France and Algeria inch closer, 50 years on
Fifty years after Algeria won independence, France’s new President Francois Hollande finally appears ready to express regret over one of the bloodiest episodes in its colonial history.
The trauma of the 1954-1962 Algerian war, in which hundreds of thousands were killed or uprooted, left deep scars in both societies, stalling a potential economic and political partnership that could help revive the Mediterranean basin.
France’s Socialist president has an affinity with Algeria, where he spent eight months working at the French embassy in 1978 and has regularly returned. Hollande’s election in May has rekindled hopes for an elusive reconciliation as Algeria celebrated 50th anniversary of its independence.
“Now that he has taken power, we are expecting action,” said Algerian Minister for War Veterans Mohamed Cherif Abbes.
Before winning the presidency, 57-year-old Hollande suggested it was time to turn the page on France’s 132-year Algerian colonial history, although he stopped short of promising the formal apology many in Algeria want to hear.
“Today, between an apology that was never made, and forgetting, which is to be condemned, there is scope for taking a frank and responsible view of our colonial past,” Hollande wrote in a column for Algerian newspaper Al-Watan in March.
The war of independence cost the lives of 1.5 million Algerians, the Algerian government says, and it has pushed for Paris to admit its part in the massacre of 45,000 Algerians who took to the streets to demand independence as Europe celebrated victory over Nazi Germany in 1945.
French government officials declined to speak directly on the matter, highlighting the sensitivity of ties. But diplomats are working to crystallize Hollande’s position ahead of an expected visit to Algeria this year that would be the first by a French president since Nicolas Sarkozy in 2007.
He has already promised to break with Sarkozy’s immigration and security policies, seen by many as stigmatizing France’s 5 million Muslims, who are mostly of Algerian origin.
“Now is the time. We must take initiatives and can’t let this moment pass,” said Jean-Pierre Chevenement, a former defense minister who heads the Franco-Algerian Association. “The government is ready, as is the president.”
On the anniversary, both sides agreed not to organize official events. Even an exhibition in Paris, the first in France showing the use of torture by its soldiers, caused consternation among diplomats worried about reopening old wounds.
“We don’t share the same memories, but we can share our history. If we managed it with the Germans, then it’s a piece of cake with the Algerians,” said Pascal Blanchard, an expert on colonial history at the research centre CNRS in Marseille.
While there is a desire in Paris to turn the page, Hollande can only go so far before facing serious questions at home.
Just as the Algerian community feels stigmatized, many so-called “pieds noirs” (“black feet”) — North African-born Europeans repatriated after independence — and Muslim “harkis” who fought in the French army against Algerian insurgents, oppose a formal apology.

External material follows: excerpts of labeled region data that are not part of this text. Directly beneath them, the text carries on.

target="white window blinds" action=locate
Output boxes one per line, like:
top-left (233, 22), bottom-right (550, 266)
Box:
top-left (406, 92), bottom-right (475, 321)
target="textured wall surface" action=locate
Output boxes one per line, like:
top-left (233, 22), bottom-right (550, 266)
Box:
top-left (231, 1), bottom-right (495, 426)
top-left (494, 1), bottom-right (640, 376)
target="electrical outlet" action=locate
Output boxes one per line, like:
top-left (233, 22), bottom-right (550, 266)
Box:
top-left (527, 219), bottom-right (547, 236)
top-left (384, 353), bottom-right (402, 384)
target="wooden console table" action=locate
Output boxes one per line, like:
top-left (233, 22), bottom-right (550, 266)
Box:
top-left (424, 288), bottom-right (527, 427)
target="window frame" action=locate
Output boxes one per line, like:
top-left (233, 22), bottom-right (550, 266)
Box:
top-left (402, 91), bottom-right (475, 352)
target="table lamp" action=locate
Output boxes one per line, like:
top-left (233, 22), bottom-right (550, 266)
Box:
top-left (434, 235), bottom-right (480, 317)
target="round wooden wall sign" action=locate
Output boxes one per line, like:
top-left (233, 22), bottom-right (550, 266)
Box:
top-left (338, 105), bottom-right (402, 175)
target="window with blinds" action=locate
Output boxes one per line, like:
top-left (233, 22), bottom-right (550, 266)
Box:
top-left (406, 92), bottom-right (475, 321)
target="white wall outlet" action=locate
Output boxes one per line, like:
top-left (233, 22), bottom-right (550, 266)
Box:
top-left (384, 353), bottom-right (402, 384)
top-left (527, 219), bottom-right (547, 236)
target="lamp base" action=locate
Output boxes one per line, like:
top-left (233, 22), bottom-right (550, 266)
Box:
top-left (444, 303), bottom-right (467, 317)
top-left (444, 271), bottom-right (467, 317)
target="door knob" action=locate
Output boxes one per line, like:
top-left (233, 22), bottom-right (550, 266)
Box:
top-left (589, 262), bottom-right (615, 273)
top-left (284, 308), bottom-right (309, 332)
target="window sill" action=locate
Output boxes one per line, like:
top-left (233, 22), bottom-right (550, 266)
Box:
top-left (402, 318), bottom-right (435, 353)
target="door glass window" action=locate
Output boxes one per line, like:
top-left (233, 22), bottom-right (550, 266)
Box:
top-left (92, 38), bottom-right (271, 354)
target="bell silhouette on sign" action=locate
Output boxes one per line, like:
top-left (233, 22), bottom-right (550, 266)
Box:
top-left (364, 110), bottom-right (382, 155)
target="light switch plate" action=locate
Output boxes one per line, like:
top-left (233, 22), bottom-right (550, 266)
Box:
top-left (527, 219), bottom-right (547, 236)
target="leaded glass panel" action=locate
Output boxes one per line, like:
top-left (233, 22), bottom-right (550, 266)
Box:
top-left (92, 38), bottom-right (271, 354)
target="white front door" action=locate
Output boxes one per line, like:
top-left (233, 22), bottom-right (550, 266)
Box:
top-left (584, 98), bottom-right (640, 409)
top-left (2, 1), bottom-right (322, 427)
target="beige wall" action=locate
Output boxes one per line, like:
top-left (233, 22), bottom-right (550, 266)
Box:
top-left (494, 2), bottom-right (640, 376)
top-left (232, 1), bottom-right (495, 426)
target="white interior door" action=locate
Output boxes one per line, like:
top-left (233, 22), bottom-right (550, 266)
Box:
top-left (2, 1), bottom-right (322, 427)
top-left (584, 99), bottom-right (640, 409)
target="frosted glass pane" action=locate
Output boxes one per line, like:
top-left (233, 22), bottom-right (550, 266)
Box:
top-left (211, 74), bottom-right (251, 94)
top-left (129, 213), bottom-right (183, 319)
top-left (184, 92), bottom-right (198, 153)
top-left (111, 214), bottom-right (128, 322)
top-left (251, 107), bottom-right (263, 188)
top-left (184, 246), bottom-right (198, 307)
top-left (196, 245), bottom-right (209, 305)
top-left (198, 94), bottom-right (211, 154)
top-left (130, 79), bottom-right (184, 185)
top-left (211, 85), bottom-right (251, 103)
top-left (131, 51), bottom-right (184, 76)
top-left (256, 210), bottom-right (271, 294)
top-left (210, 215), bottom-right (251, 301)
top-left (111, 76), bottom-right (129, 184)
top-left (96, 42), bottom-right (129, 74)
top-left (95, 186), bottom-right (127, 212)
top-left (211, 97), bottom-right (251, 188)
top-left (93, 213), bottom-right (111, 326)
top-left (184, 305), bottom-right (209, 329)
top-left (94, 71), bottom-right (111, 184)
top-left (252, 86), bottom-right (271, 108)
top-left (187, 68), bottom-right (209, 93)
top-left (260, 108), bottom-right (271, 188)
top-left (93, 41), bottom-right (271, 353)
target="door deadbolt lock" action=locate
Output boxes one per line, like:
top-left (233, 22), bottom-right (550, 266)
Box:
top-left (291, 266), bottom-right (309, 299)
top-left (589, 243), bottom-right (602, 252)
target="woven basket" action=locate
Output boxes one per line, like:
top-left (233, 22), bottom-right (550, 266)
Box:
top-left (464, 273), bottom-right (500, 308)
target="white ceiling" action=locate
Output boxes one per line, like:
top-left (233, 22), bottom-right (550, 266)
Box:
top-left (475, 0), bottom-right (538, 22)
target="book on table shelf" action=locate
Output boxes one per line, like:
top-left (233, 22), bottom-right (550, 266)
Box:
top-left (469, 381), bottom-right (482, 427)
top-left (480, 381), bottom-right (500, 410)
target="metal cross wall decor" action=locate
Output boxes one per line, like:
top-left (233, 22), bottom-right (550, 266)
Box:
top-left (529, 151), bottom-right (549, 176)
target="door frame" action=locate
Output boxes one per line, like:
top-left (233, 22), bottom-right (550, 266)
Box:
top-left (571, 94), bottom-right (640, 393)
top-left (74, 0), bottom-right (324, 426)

Some say it is to them that the French government should apologize and provide compensation.
In one letter sent to this 2 million-strong community during the campaign, Hollande promised neither “amnesia nor repentance”. He had also previously said that it was useful for France to offer an official apology to the Algerian people.
“Politicians ... write any old thing to keep us happy,” said 82-year-old Gerard Perrin, a fifth-generation ‘pied noir’ who received two letters from Hollande earlier this year.
“Nobody has done anything for us. With President Abdelaziz Bouteflika in power, I don’t think any compromise is possible.”
In Algeria, the government rarely speaks officially on the issue, letting independence-era heroes act as its mouthpiece. Many of these veterans demand compensation from France, a law criminalizing colonialism and a formal apology from Paris — suggesting Hollande’s expression of regret might not be enough.
The case is complex because, unlike elsewhere in its empire, Paris treated Algeria as an administrative unit of France itself and attempted to negate the territory’s own history and culture, leaving a legacy of bitterness.
“We have to transcend the difficulties of the past to give our efforts a solid base that resists time and the turbulence of history which does not forget our main objective to develop our relations,” Bouteflika said in a special 50th anniversary edition of French daily Le Monde.
The 73-year-old made no demands for an apology, but said he wanted “new impetus” in bilateral cooperation in the spirit of a failed agreement he had drafted with former President Jacques Chirac in 2003 as a roadmap for reconciliation.
Chirac had his administration craft a Franco-Algerian friendship treaty in the same vein as one with Germany after World War II. In his memoirs, he said his efforts failed because Algeria had insisted on a full apology.
“We have no hatred toward the French people, but we have the right to ask France to recognize the crimes of colonial France and then apologize,” said Tayeb Al-Houari, secretary-general of the National Organization of Children of the Martyrs.
“There is an opportunity for the new French government to think about the right way to close the file of the colonial era and deal with Algeria as an independent state.”